Air Georgian is a first class company with a state of the art training program. They provide quality airline experience, which is extremely valuable for a flying career. Safety is the first priority with Air Georgian and you get to fly with very knowledgeable and experienced captains. They offer a great program for low time pilots, giving you the proper training and every opportunity to be successful.
How is being a hockey player similar to being a pilot?
I find that being a hockey player really helped me in my career as a pilot. Hockey taught me teamwork, which is important when working together as a flight crew. Showing up on time and prepared for hockey practices and games set the stage for always being prepared, well rested, and on time for my flights.
What do you want to tell young female hockey players today about a career in piloting? What do you think they should know?

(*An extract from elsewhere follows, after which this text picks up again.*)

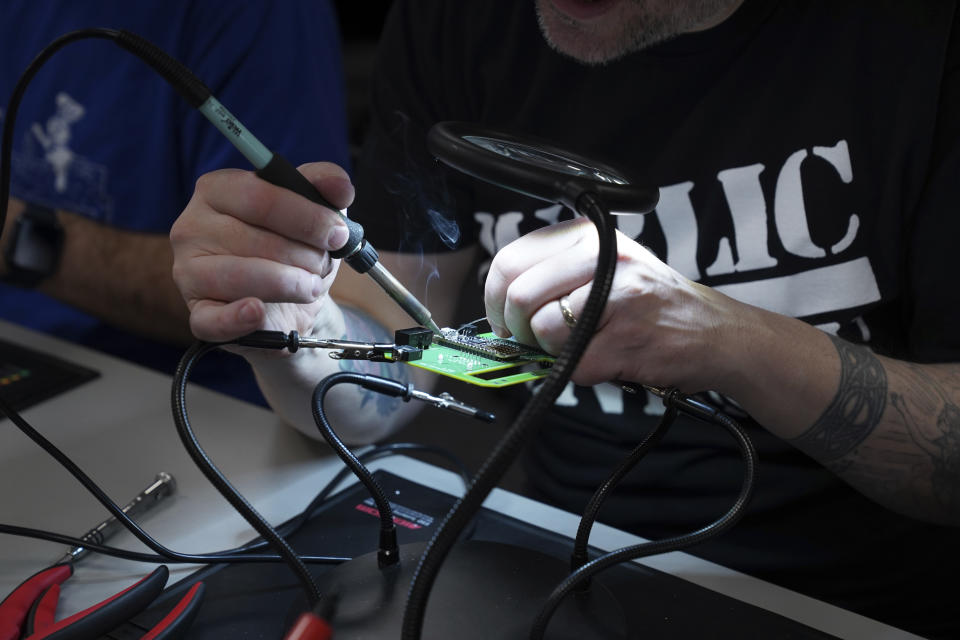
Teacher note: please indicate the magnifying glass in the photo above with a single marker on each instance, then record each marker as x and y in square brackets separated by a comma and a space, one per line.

Flying is an extremely rewarding profession. It let’s you go to new places, meet new people, and above all, it is a lot of fun. Currently, the Ontario Women’s Hockey Association (OWHA) is in partnership with Air Georgian, taking the piloting Cadet program across Canada and promoting it to female AA players and intermediate AA players while giving them interview opportunities so that they can get started in a piloting career journey.
What are your next big goals in life?
I am extremely happy and enjoying my time at Air Georgian. Both the Cadet and Mentor program is an amazing opportunity that I was very lucky to be a part of. My goal is to have a long and happy career in aviation, not without the hockey of course.